Status: Accepted Context: Steam supports branches (stable / beta / internal). Useful for a real game publisher; overkill here. Decision: Versions form a linear ordered list per game. No branches in MVP. Consequences: Catalog data model is simpler (just ordinal on Version). Direct/indirect update routing logic is unchanged from prototype. If we ever want betas, we add a branch column and migrate. Alternatives considered: Steam-style branches. Rejected for MVP — no current need.


0006 — Public-by-default catalog with an is_private flag (2026-06-07)

Status: Accepted Context: Real entitlements ("Tim owns Game X, Tom doesn't") add an entitlements service. Friend-scale doesn't justify it. Decision: Single boolean is_private on Game. Public games are visible to anyone logged in. Private games are admin-only (future: explicit grants). Consequences: No entitlements service. If we want per-user grants later, add a game_user_grants table without breaking anything. Alternatives considered: Full Steam-style ownership. Rejected as premature.


0007 — Tauri client (Rust shell + Svelte UI) (2026-06-07)
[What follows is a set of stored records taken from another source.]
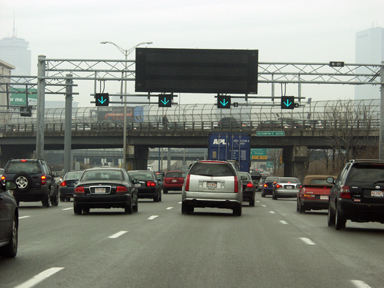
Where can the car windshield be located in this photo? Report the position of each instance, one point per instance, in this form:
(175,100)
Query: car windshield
(212,169)
(141,176)
(27,167)
(101,175)
(174,174)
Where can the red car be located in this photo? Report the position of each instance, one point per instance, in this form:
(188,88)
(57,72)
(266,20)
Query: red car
(314,193)
(173,180)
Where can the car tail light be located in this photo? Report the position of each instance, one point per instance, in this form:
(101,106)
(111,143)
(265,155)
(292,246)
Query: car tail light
(236,185)
(187,183)
(121,189)
(151,184)
(79,189)
(249,185)
(345,192)
(43,180)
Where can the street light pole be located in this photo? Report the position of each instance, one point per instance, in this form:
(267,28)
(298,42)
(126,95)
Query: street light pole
(126,52)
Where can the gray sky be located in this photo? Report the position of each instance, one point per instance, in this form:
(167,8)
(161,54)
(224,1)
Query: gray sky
(282,30)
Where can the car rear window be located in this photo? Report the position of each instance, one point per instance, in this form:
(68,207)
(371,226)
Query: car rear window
(174,174)
(27,167)
(366,173)
(212,169)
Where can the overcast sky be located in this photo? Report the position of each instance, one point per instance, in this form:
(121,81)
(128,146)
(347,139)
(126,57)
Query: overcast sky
(282,31)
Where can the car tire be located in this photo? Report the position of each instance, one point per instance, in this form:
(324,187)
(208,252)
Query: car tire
(10,250)
(45,202)
(330,217)
(77,210)
(54,201)
(23,182)
(340,220)
(237,210)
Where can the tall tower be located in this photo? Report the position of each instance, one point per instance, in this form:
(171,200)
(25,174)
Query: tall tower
(369,50)
(15,51)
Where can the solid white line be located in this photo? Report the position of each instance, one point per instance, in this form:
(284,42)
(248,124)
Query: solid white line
(40,277)
(307,241)
(118,234)
(360,284)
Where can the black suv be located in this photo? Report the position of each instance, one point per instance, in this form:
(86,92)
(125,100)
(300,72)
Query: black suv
(34,180)
(357,193)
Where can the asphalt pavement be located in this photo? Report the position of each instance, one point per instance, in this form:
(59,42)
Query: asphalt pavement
(270,245)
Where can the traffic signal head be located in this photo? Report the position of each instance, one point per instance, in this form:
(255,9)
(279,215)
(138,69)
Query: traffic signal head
(102,99)
(165,100)
(287,102)
(224,102)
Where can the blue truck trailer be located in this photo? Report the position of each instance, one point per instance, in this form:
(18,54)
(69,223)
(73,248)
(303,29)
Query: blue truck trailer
(231,146)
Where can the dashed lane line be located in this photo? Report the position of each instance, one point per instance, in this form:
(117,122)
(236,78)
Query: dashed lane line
(118,234)
(40,277)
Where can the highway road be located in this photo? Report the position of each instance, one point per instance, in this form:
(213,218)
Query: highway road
(270,245)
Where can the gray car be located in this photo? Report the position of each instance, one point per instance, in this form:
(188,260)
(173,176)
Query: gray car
(212,184)
(286,187)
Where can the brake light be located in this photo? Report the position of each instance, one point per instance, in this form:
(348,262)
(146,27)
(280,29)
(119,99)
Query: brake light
(43,180)
(249,185)
(345,193)
(121,189)
(151,184)
(187,183)
(79,189)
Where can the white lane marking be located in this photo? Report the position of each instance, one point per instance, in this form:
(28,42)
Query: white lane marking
(307,241)
(360,284)
(40,277)
(118,234)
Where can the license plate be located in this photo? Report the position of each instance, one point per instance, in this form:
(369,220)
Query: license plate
(211,185)
(377,193)
(100,190)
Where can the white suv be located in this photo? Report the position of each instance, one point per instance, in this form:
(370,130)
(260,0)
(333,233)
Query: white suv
(212,184)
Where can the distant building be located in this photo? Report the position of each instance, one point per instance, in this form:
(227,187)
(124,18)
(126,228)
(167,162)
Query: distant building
(369,50)
(15,51)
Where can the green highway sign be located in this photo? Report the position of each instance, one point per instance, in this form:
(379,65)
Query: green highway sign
(270,133)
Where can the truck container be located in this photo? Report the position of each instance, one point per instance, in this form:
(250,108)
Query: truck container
(234,147)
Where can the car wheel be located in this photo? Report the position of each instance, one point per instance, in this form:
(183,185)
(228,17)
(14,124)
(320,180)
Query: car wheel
(77,210)
(45,202)
(128,209)
(23,181)
(10,250)
(330,217)
(340,220)
(237,210)
(54,201)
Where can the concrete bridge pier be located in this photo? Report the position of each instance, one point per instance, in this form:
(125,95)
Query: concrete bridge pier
(16,152)
(294,158)
(137,157)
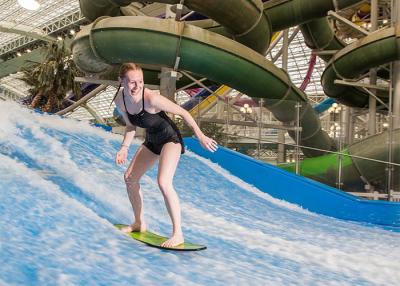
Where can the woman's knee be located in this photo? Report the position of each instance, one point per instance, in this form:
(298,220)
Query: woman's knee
(131,179)
(164,184)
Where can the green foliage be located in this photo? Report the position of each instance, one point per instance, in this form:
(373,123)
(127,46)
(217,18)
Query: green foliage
(52,79)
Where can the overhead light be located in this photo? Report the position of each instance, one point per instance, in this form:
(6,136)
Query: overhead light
(29,4)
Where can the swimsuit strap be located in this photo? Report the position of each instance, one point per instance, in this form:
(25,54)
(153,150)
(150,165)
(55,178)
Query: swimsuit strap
(143,100)
(123,97)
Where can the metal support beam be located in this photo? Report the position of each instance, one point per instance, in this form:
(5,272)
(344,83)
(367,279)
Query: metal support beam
(280,52)
(336,16)
(114,83)
(250,124)
(9,27)
(67,20)
(358,84)
(246,116)
(93,113)
(83,100)
(396,72)
(325,52)
(373,74)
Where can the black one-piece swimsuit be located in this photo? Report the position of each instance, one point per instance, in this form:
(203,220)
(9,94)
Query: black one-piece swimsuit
(160,129)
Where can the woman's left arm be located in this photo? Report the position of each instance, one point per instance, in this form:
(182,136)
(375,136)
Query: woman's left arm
(164,104)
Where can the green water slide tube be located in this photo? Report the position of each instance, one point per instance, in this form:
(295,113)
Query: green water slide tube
(154,42)
(356,171)
(210,55)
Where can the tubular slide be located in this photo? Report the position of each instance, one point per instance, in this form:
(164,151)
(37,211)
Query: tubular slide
(228,54)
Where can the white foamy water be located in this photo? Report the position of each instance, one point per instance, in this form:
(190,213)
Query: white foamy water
(61,193)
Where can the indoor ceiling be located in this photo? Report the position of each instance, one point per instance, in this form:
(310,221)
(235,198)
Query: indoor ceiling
(50,18)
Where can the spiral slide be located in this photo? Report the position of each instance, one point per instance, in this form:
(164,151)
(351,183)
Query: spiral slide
(113,38)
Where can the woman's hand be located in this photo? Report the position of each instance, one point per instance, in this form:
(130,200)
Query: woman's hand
(208,143)
(122,155)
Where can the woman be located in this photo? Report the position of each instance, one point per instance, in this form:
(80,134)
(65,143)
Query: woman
(146,108)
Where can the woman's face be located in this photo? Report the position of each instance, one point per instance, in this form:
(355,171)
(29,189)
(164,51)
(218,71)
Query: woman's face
(134,80)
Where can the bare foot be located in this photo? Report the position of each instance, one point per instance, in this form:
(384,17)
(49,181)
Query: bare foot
(136,227)
(175,240)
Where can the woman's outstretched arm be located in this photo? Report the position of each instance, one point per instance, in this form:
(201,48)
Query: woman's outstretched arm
(164,104)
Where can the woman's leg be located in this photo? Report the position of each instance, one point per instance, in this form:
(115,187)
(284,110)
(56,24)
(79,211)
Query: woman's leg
(141,162)
(169,158)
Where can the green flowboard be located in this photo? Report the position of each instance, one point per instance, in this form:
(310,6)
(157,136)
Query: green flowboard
(155,240)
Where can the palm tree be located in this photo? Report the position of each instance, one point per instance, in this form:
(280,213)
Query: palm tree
(52,79)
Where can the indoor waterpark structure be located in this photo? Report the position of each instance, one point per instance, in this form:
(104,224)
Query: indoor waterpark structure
(302,98)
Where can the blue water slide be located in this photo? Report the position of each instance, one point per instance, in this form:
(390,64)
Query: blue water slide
(308,194)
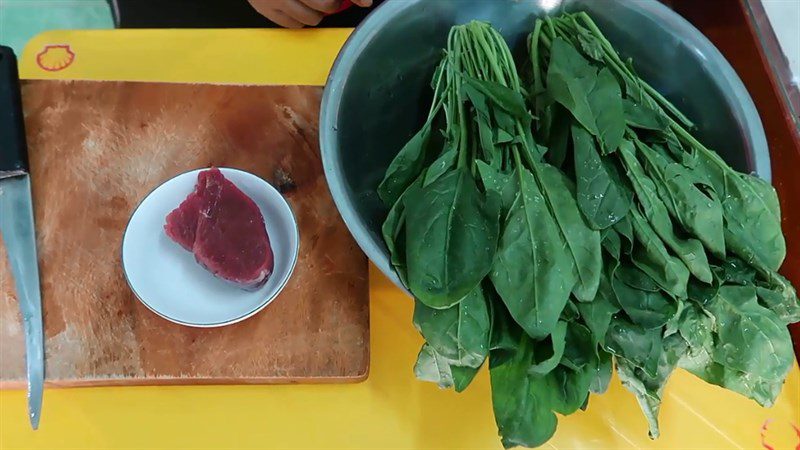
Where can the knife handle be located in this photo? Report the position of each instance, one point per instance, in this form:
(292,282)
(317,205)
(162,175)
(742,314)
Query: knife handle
(13,150)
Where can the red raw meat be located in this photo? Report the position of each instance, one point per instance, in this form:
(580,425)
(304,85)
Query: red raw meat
(224,229)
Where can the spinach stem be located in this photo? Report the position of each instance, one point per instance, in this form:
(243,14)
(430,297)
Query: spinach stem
(533,44)
(609,50)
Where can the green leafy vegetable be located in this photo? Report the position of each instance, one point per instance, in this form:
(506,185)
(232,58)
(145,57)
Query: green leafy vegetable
(574,224)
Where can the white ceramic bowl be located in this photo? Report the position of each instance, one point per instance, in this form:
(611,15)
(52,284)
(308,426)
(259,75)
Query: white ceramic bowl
(167,279)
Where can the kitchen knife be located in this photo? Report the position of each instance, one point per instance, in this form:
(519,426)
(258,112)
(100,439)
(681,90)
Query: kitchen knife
(16,226)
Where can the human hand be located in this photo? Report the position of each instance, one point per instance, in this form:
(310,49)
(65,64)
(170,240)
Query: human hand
(299,13)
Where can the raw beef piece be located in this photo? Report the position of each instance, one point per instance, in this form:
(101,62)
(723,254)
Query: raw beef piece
(224,229)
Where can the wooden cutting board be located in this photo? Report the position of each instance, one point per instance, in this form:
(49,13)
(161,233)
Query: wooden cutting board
(96,150)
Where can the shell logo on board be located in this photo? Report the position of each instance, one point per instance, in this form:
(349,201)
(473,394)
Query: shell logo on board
(53,58)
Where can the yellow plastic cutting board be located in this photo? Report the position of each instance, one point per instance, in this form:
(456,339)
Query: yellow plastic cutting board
(391,409)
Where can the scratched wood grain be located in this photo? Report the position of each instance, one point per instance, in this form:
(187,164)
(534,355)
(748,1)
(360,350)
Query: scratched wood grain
(96,149)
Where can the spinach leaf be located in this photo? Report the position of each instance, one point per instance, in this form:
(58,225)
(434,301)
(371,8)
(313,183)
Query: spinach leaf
(653,258)
(580,348)
(590,46)
(463,376)
(433,367)
(697,329)
(521,401)
(625,229)
(605,100)
(406,166)
(641,347)
(782,302)
(505,333)
(532,273)
(600,196)
(501,183)
(570,80)
(459,333)
(762,390)
(603,372)
(698,213)
(455,230)
(753,339)
(647,388)
(568,388)
(611,242)
(392,230)
(557,136)
(501,96)
(690,251)
(635,278)
(734,271)
(649,309)
(641,116)
(597,314)
(582,243)
(444,163)
(751,211)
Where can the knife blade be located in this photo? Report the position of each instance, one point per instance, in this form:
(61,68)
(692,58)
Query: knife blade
(17,227)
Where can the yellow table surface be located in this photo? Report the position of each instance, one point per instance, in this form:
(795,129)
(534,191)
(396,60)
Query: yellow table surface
(391,409)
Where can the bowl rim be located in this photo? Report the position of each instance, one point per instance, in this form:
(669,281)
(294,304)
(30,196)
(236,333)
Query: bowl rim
(733,90)
(267,298)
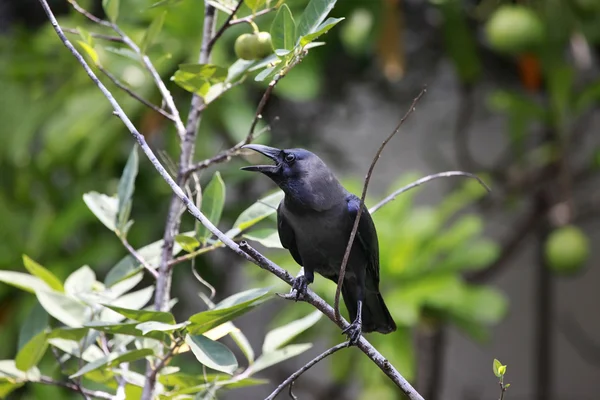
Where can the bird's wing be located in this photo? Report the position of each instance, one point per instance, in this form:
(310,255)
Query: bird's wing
(366,235)
(287,235)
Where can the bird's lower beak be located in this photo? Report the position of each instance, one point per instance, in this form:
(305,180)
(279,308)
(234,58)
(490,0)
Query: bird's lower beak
(271,152)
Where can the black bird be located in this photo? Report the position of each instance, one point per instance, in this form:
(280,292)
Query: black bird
(314,221)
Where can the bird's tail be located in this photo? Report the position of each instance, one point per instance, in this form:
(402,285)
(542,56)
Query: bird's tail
(375,315)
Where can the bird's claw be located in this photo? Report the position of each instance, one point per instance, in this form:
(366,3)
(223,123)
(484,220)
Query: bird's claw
(300,285)
(353,331)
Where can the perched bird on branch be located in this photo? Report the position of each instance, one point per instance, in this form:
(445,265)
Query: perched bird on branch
(314,220)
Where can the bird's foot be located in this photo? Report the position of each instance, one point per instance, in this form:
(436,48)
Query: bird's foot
(300,285)
(353,331)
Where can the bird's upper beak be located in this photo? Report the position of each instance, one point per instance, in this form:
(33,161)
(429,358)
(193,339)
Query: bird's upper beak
(271,152)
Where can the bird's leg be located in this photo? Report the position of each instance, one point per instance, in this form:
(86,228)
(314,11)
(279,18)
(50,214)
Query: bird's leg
(301,283)
(354,330)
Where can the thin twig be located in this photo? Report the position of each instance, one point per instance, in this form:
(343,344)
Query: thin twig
(136,96)
(139,258)
(91,393)
(423,180)
(96,35)
(224,27)
(290,380)
(244,250)
(235,150)
(362,203)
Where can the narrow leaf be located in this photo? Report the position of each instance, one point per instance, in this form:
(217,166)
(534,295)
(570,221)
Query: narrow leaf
(126,189)
(275,357)
(153,31)
(283,29)
(111,8)
(284,334)
(213,200)
(104,207)
(314,14)
(31,354)
(213,355)
(112,360)
(44,274)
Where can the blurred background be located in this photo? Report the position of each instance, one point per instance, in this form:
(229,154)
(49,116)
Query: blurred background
(513,89)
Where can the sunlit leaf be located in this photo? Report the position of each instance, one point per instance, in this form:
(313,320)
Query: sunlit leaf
(104,207)
(284,334)
(213,355)
(153,31)
(320,30)
(283,29)
(126,189)
(44,274)
(112,360)
(213,200)
(275,357)
(33,351)
(64,308)
(227,310)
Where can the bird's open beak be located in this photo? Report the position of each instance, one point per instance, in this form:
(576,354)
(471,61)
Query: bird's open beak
(271,152)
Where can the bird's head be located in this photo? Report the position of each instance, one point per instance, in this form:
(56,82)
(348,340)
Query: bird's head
(302,175)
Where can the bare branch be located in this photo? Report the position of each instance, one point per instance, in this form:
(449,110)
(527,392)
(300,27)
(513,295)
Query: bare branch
(292,378)
(423,180)
(131,93)
(362,203)
(138,257)
(244,250)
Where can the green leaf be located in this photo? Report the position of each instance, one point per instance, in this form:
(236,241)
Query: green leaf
(275,357)
(31,354)
(213,355)
(496,368)
(104,207)
(284,334)
(113,360)
(153,31)
(314,14)
(256,213)
(213,200)
(126,189)
(143,315)
(283,29)
(320,30)
(65,309)
(227,310)
(80,281)
(254,5)
(111,8)
(36,269)
(151,326)
(187,243)
(268,237)
(31,284)
(37,321)
(90,51)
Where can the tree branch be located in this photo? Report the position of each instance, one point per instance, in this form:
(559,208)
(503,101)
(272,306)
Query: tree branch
(423,180)
(244,250)
(362,202)
(292,378)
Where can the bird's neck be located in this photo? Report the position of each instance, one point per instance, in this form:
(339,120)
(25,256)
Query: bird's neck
(305,196)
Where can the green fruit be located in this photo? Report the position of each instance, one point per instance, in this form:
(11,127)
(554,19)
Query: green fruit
(566,250)
(514,29)
(244,46)
(264,47)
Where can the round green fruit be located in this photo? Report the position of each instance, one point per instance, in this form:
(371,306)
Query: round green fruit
(244,46)
(264,47)
(514,29)
(566,250)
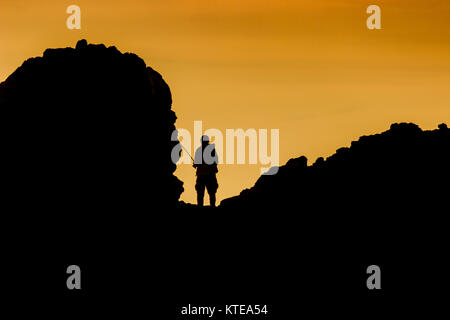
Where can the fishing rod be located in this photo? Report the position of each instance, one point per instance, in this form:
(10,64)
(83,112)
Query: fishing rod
(186,151)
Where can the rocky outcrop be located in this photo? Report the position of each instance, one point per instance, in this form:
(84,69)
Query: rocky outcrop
(89,126)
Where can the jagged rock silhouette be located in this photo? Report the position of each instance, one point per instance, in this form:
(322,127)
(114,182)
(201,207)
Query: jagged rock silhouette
(401,169)
(89,126)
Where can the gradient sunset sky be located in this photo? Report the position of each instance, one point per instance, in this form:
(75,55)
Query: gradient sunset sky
(308,68)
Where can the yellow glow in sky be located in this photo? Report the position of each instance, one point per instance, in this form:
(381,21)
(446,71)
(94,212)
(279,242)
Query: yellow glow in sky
(308,68)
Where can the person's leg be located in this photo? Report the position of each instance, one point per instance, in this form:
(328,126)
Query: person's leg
(212,199)
(200,187)
(211,186)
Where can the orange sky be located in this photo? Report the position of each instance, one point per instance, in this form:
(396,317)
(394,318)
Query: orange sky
(308,68)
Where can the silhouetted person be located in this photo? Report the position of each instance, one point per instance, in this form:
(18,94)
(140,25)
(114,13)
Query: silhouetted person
(206,164)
Status: Accepted Context: Original prototype client was PyQt5. Tauri is smaller, modern, builds tiny installers, and lets the UI be written in web tech. Decision: Client is a Tauri 2 app with Svelte UI inside. Consequences: Need to either port patch-application logic to Rust or ship a Python sidecar the Tauri shell shells out to. UI is web tech (good ecosystem). Installer is small. Alternatives considered: Keep PyQt5 (familiar but dated), Electron (huge install), web-only (loses native install/launch).


0008 — Username + password auth, admin-provisioned (2026-06-07)

Status: Accepted Context: Options were Discord OAuth (natural fit since friends use Discord), self-hosted SSO (Authentik/Keycloak), or username/password. Decision: Username + password, argon2id hashing, admin provisions accounts manually via admin portal. Consequences: Simplest. No OAuth integration. No self-serve signup. Adding Discord OAuth later is straightforward. Alternatives considered: Discord OAuth (declined — adds dependency on Discord availability), magic-link email (needs SMTP).


0009 — Border-server reverse proxy + Tailscale backhaul, not cluster-side ingress (2026-06-07)

Status: Accepted Context: Friends shouldn't need to install Tailscale to use the service. Backend VM shouldn't be on the public internet. Decision: Public DNS → border server (public IP) → Nginx Proxy Manager terminates TLS via Let's Encrypt → Tailscale backhaul → VM. VM has no public exposure. Consequences: Friends use a regular browser/client over HTTPS. TLS lives at the border, not in the cluster. Cluster-side cert-manager not needed. Alternatives considered: Tailscale on every friend's machine (rejected — bad UX), public IP on the VM (rejected — security surface).